6. In the rare times when you find a way to avoid the tradeoffs inherent in Rules 1. And 2. you are on the path towards greater innovation, as described by Raynor in The Innovator's Manifesto.
7. Put Rules 1 and 2 into practice: When allocating scarce resources or making other decisions among competing priorities, choose what will most enhance the non-price factors of what you sell, and which will most enable you to increase prices or to sell in greater volume.
8. The three rules facilitate organization-wide strategic alignment because they are simple, accurate and generally applicable.
9. Unlike the familiar admonition in many business books to "have a clear strategy" where there is actually no metric or other way to really know what is "clear", you can know how your prices compare to what your competition charges. And, via durability, selection, delivery time and other measures, you can measure whether you are better. Thus you know whether you are following the rules
10. The inherent power of these rules is that they help leaders recognize which of their many tough problems are most worth solving.

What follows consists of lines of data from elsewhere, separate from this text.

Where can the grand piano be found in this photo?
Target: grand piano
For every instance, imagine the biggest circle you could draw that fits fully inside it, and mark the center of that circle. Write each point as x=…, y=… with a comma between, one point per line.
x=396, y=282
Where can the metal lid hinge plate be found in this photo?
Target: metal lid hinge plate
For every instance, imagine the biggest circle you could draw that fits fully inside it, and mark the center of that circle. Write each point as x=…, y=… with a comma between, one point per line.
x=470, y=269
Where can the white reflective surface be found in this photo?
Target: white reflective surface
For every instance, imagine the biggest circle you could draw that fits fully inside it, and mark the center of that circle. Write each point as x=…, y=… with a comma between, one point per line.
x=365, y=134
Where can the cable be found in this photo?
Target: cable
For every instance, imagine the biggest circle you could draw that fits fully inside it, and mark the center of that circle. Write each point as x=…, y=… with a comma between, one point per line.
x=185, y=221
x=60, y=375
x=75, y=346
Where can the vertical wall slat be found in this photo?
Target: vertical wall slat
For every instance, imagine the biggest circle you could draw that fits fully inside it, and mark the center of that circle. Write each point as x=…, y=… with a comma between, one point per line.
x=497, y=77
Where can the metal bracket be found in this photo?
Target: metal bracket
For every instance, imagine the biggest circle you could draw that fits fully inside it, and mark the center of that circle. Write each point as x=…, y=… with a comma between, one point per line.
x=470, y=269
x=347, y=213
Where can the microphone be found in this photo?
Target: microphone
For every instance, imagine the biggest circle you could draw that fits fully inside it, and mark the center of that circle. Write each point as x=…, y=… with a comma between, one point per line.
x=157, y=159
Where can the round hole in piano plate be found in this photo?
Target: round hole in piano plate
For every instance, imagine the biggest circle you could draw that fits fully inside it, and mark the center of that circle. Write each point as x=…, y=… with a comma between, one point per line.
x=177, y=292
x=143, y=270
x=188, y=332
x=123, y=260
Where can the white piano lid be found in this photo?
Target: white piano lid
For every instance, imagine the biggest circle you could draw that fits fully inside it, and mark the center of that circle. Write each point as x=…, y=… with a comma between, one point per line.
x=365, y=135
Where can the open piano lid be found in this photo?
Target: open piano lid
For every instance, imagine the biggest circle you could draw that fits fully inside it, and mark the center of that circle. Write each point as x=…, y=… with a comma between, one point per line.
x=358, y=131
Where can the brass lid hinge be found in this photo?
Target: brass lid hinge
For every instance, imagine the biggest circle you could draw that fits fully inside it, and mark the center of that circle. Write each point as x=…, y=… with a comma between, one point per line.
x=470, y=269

11. Once the key problems are identified, choose the best methods for tackling them: those that make help the business improve (get better) and increase revenue.
12. One method is design thinking, the "discovery driven planning" approach described in The Innovator's Solution. Following this approach firms can recognize, as Paul Schoemaker demonstrates in Brilliant Mistakes: "Which mistakes should we make in order to test our deeply held assumptions?'"
13. Unlike most business books this one does not offer specific steps, or a roadmap to success but rather a compass to point the way in which your firm should be headed over time. Any firm can use it to chart a unique course for enduring success by putting better before cheaper and revenue before cost.
14. The greatest challenge for companies? To be willing and able to change any and everything about itself in order to remain aligned with the first two rules, despite familiar, embedded ways of doing business, including those that are contributing to their current success.